Universidad Rey Juan Carlos, Madrid, Spain

[email protected]

ORCID: 0000-0002-8423-9486

How to cite this article:

Suárez-Álvarez, R. y García-Jiménez, A. (2021). Research into the behaviour of minors and young people on social networks using Social Big Data techniques. Doxa Comunicación, 32, pp. 95-113.

https://doi.org/10.31921/doxacom.n32a5

Received: 15/09/2020 - Accepted: 07/04/2021
Early access: 05/05/2021 - Published: 14/06/2021

Abstract:

The aim of this study is to identify the academic research related to the behaviour and communication consumption of minors and young people on the internet through the use of a Social Big Data (SBD) methodology. A systematic review has identified 58 scholarly works published between 2010 and 2020 (May). This article has summarised the most widely studied aspect of the issue, as well as the countries that have conducted the largest amount of research, the academic profile of the journals, research techniques based on SBD, and the most relevant findings. The main conclusions of the study are that scientists currently use SBD to understand the uses and effects of adolescent online activity by analysing large amounts of data in real time, and also to create algorithms that make it possible to identify trends in adolescent risk. It has been confirmed that there is a scarce amount of academic research related to this topic in social science journals, and there is also a shortage of an association and co-authorship between communicologists and sociologists, on the one hand, and scientists with a technical background on the other hand, which is necessary in order to achieve a greater understanding of the situation and increase the number of publications related to this issue in the area of social science.

Keywords:

Social Big Data; adolescents; young people; datafication: social networks.

Recibido: 15/09/2020 - Aceptado: 07/04/2021
En edición: 05/05/2021 - Publicado: 14/06/2021

Resumen:

El objetivo es identificar la producción científica sobre el comportamiento y consumo comunicativo de los menores y los jóvenes en internet utilizando una metodología Social Big Data (SBD). Mediante una revisión sistemática se han identificado 58 documentos académicos publicados entre 2010-2020 (mayo). Se compendian las dimensiones más investigadas, los países con mayor producción científica, el perfil académico de las revistas, las técnicas de investigación basadas en SBD y los hallazgos más relevantes. Las principales conclusiones son que los científicos están utilizando el SBD para, mediante gran cantidad de datos analizados en tiempo real, conocer los usos y efectos de las acciones de los adolescentes en la red así como para crear algoritmos que posibiliten la identificación de tendencias de riesgo adolescente.
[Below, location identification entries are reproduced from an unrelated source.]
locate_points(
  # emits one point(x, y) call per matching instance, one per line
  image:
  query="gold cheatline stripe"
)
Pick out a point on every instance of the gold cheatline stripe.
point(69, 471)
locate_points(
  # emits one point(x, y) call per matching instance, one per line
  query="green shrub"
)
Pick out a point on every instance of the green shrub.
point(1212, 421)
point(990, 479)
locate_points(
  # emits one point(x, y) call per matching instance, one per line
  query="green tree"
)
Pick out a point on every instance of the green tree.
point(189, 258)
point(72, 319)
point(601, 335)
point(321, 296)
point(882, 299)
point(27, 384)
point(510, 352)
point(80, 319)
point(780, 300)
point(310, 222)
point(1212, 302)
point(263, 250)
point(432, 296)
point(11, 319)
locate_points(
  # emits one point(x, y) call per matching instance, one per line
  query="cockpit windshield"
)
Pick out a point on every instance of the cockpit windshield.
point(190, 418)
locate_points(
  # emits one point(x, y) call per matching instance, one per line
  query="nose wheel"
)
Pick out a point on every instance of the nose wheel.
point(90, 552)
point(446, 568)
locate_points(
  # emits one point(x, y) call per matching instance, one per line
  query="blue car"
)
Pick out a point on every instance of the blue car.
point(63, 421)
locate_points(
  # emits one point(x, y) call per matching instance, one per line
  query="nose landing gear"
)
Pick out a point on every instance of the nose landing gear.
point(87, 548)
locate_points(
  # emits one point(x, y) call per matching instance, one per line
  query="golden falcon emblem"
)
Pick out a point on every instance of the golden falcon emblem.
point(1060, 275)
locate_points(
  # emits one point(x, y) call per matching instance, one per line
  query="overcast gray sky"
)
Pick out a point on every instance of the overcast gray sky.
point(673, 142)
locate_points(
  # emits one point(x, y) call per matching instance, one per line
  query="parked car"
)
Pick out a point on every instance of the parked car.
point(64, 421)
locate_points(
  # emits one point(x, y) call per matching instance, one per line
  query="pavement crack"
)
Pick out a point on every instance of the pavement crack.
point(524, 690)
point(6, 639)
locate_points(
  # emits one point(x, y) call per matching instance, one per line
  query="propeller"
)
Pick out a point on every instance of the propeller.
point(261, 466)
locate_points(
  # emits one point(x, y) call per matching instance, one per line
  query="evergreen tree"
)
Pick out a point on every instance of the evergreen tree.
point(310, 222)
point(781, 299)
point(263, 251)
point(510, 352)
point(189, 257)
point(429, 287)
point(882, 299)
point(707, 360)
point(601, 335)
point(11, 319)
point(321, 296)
Se confirma que la producción científica es escasa en revistas de ciencias sociales y la necesaria asociación y coautoría de comunicólogos y sociólogos con científicos de perfil técnico para lograr mayor compresión de la realidad e incrementar las publicaciones en ciencias sociales.

Palabras clave:

Social Big Data; adolescentes; jóvenes; datificación; redes sociales.

1. Introduction

This article presents a systematic review of published research on children’s online behaviour using Big Data (BD) techniques. Depending on the research objective, BD techniques can be classified as descriptive, predictive, or prescriptive. Descriptive techniques aim to understand reality by means of techniques such as variation range, frequency tables, A/B tests, factorial and cluster analysis, and so on. Predictive techniques anticipate events (time series, regression techniques, neural networks, machine learning and deep learning, as well as algorithms used for boosting, such as XGBoost). Finally, prescriptive techniques attempt to find a recommendation by identifying cause-and-effect rules or optimisation algorithms (conditional probability methods, regression techniques, association rules, stochastic simulation and Monte Carlo methods, genetic algorithms, and spatial optimisation techniques).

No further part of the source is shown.